The Imo operation has also been wrapped in a credibility battle. After the army released images from its March clearance operations, IPOB disputed the authenticity of the material and accused the military of fabricating or manipulating evidence. In response, the army insisted that the images came from operations conducted in Orsu and invited journalists and civil society actors to verify the operational areas. The dispute is more than rhetorical. It shows that the fight in the South-East now includes a heavy information component, where public belief, visual proof, and control of narrative are almost as fiercely contested as the terrain itself. In that context, the report of six newly defused IEDs reinforces the military’s claim that explosive threats in the area remain real and current.
What links Yenagoa and Imo is not geography but doctrine. In both theatres, the military appears to be applying a network-disruption model. In the Niger Delta, that means pursuing oil theft, illegal refining, narcotics distribution, kidnapping, and weapons movement as overlapping elements of organized criminality. In the South-East, it means combining route clearance, explosive ordnance disposal, and counter-militant operations to degrade hostile infrastructure and restore mobility. The use of multiple agencies in the Bayelsa operation, and the multi-service character of the Imo operations, suggest that the armed forces are trying to move beyond reactive patrols toward integrated operations based on intelligence fusion and persistent pressure.

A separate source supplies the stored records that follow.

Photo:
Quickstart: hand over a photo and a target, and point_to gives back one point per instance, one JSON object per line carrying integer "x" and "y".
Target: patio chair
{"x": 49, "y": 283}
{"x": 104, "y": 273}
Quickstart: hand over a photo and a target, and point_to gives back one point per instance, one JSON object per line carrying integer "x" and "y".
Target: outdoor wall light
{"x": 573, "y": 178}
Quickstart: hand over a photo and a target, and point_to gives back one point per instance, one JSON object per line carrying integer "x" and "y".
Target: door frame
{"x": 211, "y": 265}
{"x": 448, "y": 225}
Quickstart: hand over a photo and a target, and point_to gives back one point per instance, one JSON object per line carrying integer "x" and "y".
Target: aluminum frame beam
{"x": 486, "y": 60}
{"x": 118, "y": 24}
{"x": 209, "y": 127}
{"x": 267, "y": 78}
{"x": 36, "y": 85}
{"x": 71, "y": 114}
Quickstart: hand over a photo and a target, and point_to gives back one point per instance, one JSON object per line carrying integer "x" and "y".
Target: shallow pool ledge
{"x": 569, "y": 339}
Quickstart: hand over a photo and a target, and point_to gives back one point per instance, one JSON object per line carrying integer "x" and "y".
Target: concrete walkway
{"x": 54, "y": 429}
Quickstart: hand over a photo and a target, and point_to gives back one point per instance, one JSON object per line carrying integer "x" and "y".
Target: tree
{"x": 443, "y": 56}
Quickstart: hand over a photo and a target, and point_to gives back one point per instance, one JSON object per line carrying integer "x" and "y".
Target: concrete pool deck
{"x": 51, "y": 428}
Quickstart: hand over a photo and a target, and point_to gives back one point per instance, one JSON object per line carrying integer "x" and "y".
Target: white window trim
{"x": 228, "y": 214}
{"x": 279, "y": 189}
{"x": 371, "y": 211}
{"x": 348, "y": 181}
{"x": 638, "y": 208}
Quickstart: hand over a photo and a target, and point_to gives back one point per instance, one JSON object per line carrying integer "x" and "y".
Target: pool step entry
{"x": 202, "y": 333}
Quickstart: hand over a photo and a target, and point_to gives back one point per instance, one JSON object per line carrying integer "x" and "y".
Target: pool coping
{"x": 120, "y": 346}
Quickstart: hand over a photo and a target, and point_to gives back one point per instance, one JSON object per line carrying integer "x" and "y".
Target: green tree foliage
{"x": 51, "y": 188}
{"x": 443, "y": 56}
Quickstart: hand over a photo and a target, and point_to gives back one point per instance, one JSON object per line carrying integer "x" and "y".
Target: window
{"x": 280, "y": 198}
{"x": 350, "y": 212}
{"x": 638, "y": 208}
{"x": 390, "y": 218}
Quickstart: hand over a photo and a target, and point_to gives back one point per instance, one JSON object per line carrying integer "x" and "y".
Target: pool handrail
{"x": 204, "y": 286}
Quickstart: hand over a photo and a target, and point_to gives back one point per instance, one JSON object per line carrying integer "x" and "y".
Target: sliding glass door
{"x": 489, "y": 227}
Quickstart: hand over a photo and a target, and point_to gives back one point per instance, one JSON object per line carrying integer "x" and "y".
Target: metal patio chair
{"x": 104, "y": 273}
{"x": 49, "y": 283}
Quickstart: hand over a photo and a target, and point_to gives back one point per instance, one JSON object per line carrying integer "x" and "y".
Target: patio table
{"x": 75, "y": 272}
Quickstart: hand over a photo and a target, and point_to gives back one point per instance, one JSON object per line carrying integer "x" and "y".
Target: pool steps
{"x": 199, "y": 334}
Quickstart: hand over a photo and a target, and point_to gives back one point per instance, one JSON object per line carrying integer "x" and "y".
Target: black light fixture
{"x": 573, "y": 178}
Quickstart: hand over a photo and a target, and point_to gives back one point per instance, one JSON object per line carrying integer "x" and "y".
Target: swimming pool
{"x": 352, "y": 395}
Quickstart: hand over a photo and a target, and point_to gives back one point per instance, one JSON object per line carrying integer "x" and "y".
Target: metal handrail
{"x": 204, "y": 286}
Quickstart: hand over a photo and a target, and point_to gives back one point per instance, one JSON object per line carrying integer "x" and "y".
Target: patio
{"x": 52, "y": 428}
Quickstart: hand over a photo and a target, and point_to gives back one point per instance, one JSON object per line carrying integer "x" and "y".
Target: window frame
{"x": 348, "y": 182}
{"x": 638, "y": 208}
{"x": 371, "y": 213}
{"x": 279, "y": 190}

There are, however, still hard factual limits to what can be concluded from the public record. The military has not released the names of the 20 Yenagoa suspects, the exact types and quantities of narcotics recovered, the forensic profile of the six IEDs, or court documentation showing what charges have followed. Without those details, the public can assess the scale and direction of the operation, but not yet the full legal strength of the cases or the technical sophistication of the explosive devices. That matters because durable security outcomes depend not just on arrests and recoveries, but on prosecutions, intelligence exploitation, and the ability to prevent networks from rapidly regenerating.
Even so, the broader significance of the operation is unmistakable. The Yenagoa arrests and the Imo bomb disposals point to a military campaign that is increasingly trying to attack insecurity at its logistical base, whether that base is drug money in the creeks or explosive cells in contested inland corridors. The immediate operational gains are clear enough. The larger test will be whether they translate into sustained reductions in criminal financing, safer movement for civilians, and credible follow-through in the justice system. Until then, the latest announcement stands as evidence of tactical momentum, but not yet proof of strategic resolution.